Chapter 6.9Vector & Semantic Search

Cost of Vector Search at Scale

HNSW indexes require terabytes of RAM. Embedding models consume GPU hours. At billion-scale, infrastructure costs can dominate a company's entire search budget. This chapter provides concrete cost analysis and optimization strategies that can reduce costs by 10-30x.

1B Vectors (HNSW)

$25K/mo

~3.2 TB RAM needed. 7× r6g.16xlarge instances at AWS on-demand pricing.

With Quantization

$800/mo

PQ (32x compression): 3 TB → 96 GB. 97% cost reduction with two-phase search.

Embedding Cost (1B docs)

$600-$20K

Local (MiniLM on A100): $600. API (OpenAI): ~$20K. Re-embedding on model upgrade repeats.

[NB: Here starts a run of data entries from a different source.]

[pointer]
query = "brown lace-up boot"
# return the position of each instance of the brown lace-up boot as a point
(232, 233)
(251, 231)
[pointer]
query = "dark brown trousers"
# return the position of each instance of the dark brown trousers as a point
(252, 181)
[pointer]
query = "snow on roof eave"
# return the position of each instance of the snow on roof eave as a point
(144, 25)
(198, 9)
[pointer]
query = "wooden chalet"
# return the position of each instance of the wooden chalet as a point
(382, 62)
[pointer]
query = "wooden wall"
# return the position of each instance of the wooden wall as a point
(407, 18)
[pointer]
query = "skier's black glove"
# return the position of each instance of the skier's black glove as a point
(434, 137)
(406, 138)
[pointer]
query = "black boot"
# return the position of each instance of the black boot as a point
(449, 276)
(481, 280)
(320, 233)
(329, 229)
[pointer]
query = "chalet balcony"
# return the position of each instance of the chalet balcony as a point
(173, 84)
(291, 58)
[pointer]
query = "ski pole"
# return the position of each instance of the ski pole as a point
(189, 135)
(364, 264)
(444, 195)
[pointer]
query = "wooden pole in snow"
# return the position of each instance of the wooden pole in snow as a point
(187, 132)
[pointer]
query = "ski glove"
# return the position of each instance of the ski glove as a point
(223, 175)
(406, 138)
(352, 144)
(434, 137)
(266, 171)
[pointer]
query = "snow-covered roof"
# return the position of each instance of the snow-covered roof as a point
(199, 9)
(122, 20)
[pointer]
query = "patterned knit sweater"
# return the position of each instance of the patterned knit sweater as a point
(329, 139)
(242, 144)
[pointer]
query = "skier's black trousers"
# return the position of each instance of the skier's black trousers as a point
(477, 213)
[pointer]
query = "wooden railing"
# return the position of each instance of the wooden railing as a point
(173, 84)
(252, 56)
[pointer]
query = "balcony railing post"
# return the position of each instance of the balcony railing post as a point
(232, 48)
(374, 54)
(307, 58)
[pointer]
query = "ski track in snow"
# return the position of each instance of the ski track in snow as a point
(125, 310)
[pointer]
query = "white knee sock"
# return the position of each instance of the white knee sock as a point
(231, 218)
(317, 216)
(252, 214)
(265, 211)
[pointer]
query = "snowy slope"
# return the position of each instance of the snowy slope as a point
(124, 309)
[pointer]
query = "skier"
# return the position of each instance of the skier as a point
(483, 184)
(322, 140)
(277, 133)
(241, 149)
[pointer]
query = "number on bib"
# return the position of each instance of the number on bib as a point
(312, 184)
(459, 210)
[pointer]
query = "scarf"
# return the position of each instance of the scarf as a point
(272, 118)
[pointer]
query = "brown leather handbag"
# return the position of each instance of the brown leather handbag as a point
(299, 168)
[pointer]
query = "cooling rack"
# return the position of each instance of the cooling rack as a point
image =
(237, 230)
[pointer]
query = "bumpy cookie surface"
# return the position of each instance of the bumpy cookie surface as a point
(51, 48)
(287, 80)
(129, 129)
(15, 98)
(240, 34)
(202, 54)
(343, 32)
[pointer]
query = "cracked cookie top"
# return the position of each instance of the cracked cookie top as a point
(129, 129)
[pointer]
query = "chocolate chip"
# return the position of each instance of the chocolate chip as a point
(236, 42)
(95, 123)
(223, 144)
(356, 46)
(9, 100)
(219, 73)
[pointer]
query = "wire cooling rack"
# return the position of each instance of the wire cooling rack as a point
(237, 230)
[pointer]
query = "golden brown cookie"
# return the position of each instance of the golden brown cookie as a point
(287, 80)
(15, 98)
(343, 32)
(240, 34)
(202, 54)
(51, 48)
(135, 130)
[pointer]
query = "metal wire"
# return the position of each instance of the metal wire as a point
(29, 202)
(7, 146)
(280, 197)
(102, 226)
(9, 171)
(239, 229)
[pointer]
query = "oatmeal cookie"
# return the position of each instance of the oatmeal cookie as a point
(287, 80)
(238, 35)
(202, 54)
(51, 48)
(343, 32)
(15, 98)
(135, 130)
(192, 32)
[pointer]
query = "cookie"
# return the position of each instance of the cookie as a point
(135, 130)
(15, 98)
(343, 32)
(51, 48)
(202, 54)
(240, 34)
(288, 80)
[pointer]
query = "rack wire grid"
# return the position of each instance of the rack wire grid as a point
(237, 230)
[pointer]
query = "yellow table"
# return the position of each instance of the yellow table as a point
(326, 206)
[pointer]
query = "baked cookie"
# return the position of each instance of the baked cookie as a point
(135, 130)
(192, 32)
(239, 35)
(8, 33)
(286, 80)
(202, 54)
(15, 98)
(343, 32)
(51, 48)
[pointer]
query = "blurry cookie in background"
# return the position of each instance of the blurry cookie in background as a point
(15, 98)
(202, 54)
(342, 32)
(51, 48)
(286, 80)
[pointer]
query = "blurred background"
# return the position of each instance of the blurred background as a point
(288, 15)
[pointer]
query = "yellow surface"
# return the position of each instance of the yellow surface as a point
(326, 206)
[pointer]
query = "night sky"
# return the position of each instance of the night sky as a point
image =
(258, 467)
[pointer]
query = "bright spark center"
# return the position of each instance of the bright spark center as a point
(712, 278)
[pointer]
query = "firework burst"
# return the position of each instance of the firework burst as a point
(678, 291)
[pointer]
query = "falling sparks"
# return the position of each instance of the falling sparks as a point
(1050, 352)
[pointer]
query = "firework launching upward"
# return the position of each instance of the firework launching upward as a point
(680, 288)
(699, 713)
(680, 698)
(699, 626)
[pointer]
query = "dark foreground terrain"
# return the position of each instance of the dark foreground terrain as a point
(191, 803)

1. Embedding Generation Cost

Before you can search vectors, you need to create them. Every document in your corpus must be passed through a neural network to produce its embedding. This is a one-time cost per document (plus re-embedding when documents change), but at scale it becomes substantial. The cost depends on the model size: smaller models are faster and cheaper but produce lower-quality embeddings. Larger models produce better embeddings but cost more to run. API-based models are convenient but charge per token.

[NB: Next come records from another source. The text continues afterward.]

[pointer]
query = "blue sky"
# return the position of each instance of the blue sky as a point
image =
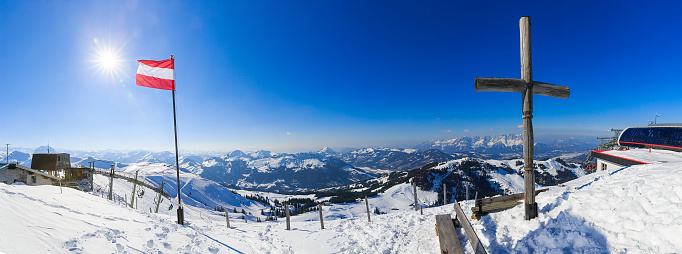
(300, 75)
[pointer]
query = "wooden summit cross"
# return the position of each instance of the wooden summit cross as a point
(527, 87)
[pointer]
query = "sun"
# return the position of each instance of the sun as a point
(108, 60)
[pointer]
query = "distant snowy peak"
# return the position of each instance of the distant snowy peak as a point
(327, 151)
(238, 153)
(473, 143)
(505, 146)
(383, 149)
(45, 149)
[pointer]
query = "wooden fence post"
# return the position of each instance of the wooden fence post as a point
(319, 207)
(132, 196)
(367, 205)
(111, 182)
(288, 219)
(159, 200)
(227, 218)
(445, 195)
(467, 191)
(414, 189)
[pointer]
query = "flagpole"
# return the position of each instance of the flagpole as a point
(181, 214)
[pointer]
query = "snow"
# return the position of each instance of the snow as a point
(634, 209)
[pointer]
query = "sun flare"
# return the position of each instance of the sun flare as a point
(107, 60)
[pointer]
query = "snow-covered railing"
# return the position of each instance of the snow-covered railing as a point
(484, 206)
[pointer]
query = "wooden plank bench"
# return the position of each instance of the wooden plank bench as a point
(495, 204)
(447, 236)
(469, 230)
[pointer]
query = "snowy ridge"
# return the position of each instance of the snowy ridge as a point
(634, 209)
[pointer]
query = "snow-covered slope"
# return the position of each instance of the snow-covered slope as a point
(281, 172)
(633, 210)
(503, 146)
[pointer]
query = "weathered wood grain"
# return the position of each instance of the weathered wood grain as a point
(447, 236)
(519, 86)
(517, 196)
(469, 230)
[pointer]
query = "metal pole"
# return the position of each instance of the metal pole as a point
(132, 196)
(414, 189)
(111, 181)
(367, 205)
(319, 208)
(445, 195)
(287, 213)
(181, 214)
(531, 209)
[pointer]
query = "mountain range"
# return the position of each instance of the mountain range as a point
(326, 168)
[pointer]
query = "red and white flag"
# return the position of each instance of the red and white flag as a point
(156, 74)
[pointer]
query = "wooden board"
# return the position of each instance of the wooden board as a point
(517, 196)
(471, 234)
(447, 236)
(497, 206)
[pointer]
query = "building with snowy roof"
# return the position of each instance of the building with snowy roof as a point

At 1 billion documents, local embedding (all-MiniLM on A100) costs ~$600 in GPU hours over ~55 hours of compute. A higher-quality model like e5-large costs ~$3,750 over 14 days on a single GPU. API-based embedding (OpenAI) costs ~$20,000 with no GPU hardware needed, but rate limits mean it could take days. Re-embedding cost is critical: when you upgrade to a better model (which happens regularly as the field advances), you must re-embed your entire corpus — a full repeat of the original cost.

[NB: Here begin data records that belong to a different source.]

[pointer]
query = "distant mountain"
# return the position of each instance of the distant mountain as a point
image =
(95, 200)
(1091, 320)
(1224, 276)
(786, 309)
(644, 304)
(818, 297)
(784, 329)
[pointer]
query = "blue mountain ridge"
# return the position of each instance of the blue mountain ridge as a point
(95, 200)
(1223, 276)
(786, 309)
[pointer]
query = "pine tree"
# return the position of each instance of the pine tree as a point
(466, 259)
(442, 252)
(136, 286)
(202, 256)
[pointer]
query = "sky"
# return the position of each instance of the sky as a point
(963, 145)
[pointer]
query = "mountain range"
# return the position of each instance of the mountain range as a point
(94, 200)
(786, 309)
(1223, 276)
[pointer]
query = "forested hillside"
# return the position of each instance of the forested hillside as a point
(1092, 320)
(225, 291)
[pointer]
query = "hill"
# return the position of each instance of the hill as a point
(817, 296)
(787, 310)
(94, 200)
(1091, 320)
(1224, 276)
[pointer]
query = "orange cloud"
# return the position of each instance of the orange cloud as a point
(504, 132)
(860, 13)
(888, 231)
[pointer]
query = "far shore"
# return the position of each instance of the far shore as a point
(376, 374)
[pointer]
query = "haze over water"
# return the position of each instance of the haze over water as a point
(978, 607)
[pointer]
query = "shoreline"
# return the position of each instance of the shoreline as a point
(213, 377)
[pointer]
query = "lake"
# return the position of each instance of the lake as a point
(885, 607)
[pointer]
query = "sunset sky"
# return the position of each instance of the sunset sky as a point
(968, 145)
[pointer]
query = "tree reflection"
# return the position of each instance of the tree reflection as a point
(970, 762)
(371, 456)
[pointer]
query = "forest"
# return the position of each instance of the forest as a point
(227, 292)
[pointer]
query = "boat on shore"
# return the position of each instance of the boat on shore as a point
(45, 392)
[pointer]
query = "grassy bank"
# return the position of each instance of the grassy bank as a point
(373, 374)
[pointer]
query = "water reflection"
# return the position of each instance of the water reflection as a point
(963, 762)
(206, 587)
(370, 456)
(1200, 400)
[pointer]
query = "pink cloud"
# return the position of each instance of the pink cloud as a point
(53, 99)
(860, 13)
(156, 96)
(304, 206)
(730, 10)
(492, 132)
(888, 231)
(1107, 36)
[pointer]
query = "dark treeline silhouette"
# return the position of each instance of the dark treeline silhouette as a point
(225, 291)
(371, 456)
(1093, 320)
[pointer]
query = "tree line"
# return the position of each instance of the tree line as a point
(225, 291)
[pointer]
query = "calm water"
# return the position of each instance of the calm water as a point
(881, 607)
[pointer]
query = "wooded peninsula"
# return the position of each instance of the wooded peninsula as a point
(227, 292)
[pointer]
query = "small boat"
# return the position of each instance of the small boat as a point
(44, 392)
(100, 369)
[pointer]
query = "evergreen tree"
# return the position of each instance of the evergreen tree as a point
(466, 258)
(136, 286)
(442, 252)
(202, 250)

Model	Dims	Speed (A100)	Cost/1M docs	MTEB
all-MiniLM-L6-v2	384	~5,000/sec	~$0.60	56.3
all-mpnet-base-v2	768	~2,500/sec	~$1.20	57.8
e5-large-v2	1024	~800/sec	~$3.75	62.2
OpenAI text-embedding-3-small	1536	API	~$20	—
Cohere embed-v3	1024	API	~$10	—

2. Storage Cost (Raw Vectors)

The memory required to store vectors follows a simple formula: memory_per_vector = dimensions × bytes_per_float. For 768-dimensional float32 vectors, that's 768 × 4 = 3,072 bytes (3 KB) per vector. These per-vector costs seem small, but they compound brutally at scale. The table below shows how storage requirements grow as you move from millions to billions of vectors, and how reducing precision (float16, int8) provides significant savings.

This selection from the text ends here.